Tables in the database can be constructed at various levels of
abstraction, as required to satisfy network operational demands.
Programmability may be provided by a declarative language in which
an end result is specified rather than specifying how the end
result should be obtained. A rule-based language--in which rules
are implemented dependent on the values of a set of data--may be
used to provide flexible programmability and thereby enable the
identification and enforcement of network-wide management
constraints, and to achieve high-level task scheduling.
Accordingly, a declarative, rule-based language may be used to
interact with the database. The database may be centralized or may
be distributed over various appropriate network elements.
[0004] In one embodiment, the disclosed technology involves:
changing, at an address of a memory device, the address associated
with a cell of a table in a relational database, data
representative of a characteristic associated with a component of a
network; and communicating, to a component of the network,
information associated with the data change.

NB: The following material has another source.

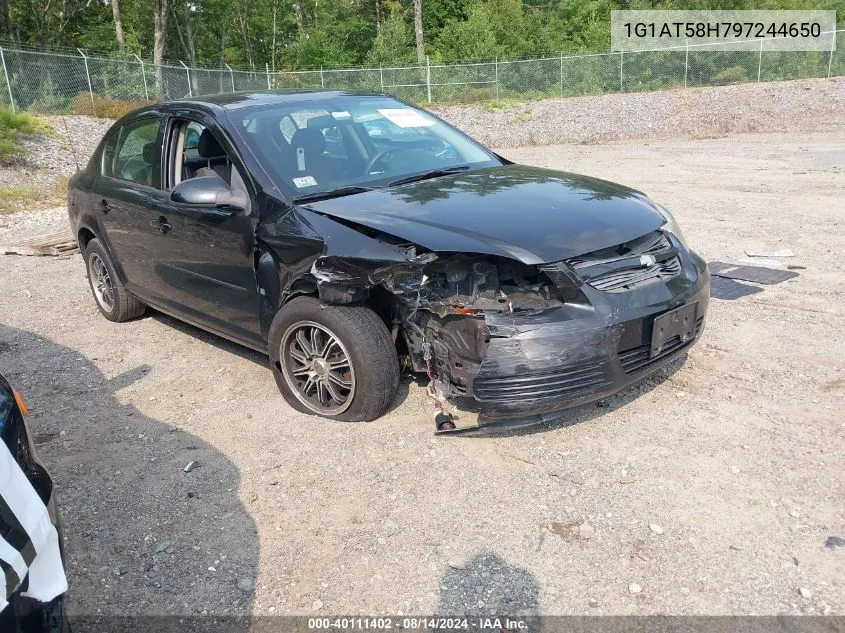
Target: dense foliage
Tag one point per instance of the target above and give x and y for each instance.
(335, 33)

[0005] In another embodiment, the disclosed technology involves:
receiving information associated with a change in data entered in a
memory device, the data entered at a memory position of the memory
device associated with a cell of at least one table of a relational
database, the data being associated with a characteristic of a
component of a network; and changing the characteristic of the
component based on the received information.

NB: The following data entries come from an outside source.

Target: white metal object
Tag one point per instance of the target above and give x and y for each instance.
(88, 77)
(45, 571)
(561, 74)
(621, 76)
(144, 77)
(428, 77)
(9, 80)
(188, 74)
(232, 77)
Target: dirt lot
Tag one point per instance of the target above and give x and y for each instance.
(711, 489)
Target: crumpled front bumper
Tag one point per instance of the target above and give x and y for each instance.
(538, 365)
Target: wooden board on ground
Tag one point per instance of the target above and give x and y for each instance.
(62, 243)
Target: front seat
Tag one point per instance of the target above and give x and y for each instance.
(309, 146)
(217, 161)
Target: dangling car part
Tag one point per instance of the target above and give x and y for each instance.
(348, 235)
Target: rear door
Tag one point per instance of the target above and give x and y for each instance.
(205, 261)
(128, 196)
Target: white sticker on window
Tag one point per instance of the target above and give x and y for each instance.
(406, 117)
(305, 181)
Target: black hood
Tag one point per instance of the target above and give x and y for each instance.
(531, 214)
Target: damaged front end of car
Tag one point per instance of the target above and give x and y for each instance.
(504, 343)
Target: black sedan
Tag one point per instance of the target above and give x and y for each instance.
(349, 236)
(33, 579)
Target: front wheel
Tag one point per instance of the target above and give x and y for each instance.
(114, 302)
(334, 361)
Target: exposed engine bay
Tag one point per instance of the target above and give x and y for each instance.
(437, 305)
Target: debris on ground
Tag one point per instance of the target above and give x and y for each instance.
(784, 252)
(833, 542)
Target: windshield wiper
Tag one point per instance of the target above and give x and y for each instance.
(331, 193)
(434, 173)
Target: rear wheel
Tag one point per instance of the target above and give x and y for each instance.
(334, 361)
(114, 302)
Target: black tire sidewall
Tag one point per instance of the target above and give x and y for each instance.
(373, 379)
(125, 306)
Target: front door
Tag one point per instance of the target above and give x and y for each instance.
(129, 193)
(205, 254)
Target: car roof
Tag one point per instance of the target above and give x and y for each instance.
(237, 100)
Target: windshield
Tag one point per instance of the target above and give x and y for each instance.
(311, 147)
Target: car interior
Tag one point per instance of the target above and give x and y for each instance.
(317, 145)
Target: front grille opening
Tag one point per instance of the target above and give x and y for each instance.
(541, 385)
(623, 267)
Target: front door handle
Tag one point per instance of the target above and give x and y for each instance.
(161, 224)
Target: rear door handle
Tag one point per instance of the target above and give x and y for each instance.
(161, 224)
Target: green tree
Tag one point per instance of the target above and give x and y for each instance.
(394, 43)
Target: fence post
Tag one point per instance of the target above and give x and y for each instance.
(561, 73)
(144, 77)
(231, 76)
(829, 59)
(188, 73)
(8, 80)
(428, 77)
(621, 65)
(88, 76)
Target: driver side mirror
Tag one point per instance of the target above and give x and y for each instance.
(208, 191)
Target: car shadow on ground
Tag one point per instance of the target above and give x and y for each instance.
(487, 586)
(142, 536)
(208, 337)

[0006] In another embodiment, the disclosed technology involves:
entering, at addresses of a memory device associated with cells of
at least two tables in a relational database, data representative
of characteristics associated with at least two components of a
network; changing, in at least one of the tables of the database,
data representative of a characteristic of at least one component
of the network; and communicating, to the one component,
information associated with the data change.
[0007] In another embodiment, the disclosed technology involves:
entering, in a memory device, at memory positions associated with
cells of at least two tables of a relational database that is
distributed over a plurality of network components, data associated
with characteristics of at least two components of a network;
changing, in at least one of the tables of the database, data
representative of a characteristic of at least one component of the
network, the one component selected from the group consisting of a
switch, a router and a communication link; communicating, to the
one component, information associated with the data change;
receiving at the one component the information associated with the
data change; and changing a characteristic of the one component
based on the information. In yet another embodiment, the disclosed
technology involves a network including: at least two network
devices; a memory device with memory positions associated with
cells of at least one table of a relational database, the cells
associated with at least one characteristic of at least one network
device; a data entry device for entering data into the memory
positions; a communication device for communicating information
associated with a change in the data in a memory position
associated with the at least one characteristic of the at least one
network device, and the at least one network device adapted to
change a characteristic of the at least one network device based on
the communicated information.
[0008] In yet another embodiment, the disclosed technology involves
a network including: at least two network devices; a memory device
with memory positions associated with cells of at least two tables
of a relational database, the cells associated with characteristics
of the two network devices; a data entry device for entering data
into the memory positions; a communication device for communicating
to at least one network device information associated with a change
in the data in a memory position associated with the one network
device; the at least one network device adapted to receive the
information and to change a characteristic of the device based on
the information.
BRIEF DESCRIPTION OF THE DRAWINGS
[0009] FIG. 1 is a representation of an embodiment of an apparatus
used in the methodology of the disclosed technology
[0010] FIG. 1B is a representation of an embodiment of the
methodology of the disclosed technology.
[0011] FIG. 2 is a schematic representation of the architecture of
the disclosed technology.
[0012] FIG. 3 is a schematic representation of a computer that may
be used to implement the disclosed technology.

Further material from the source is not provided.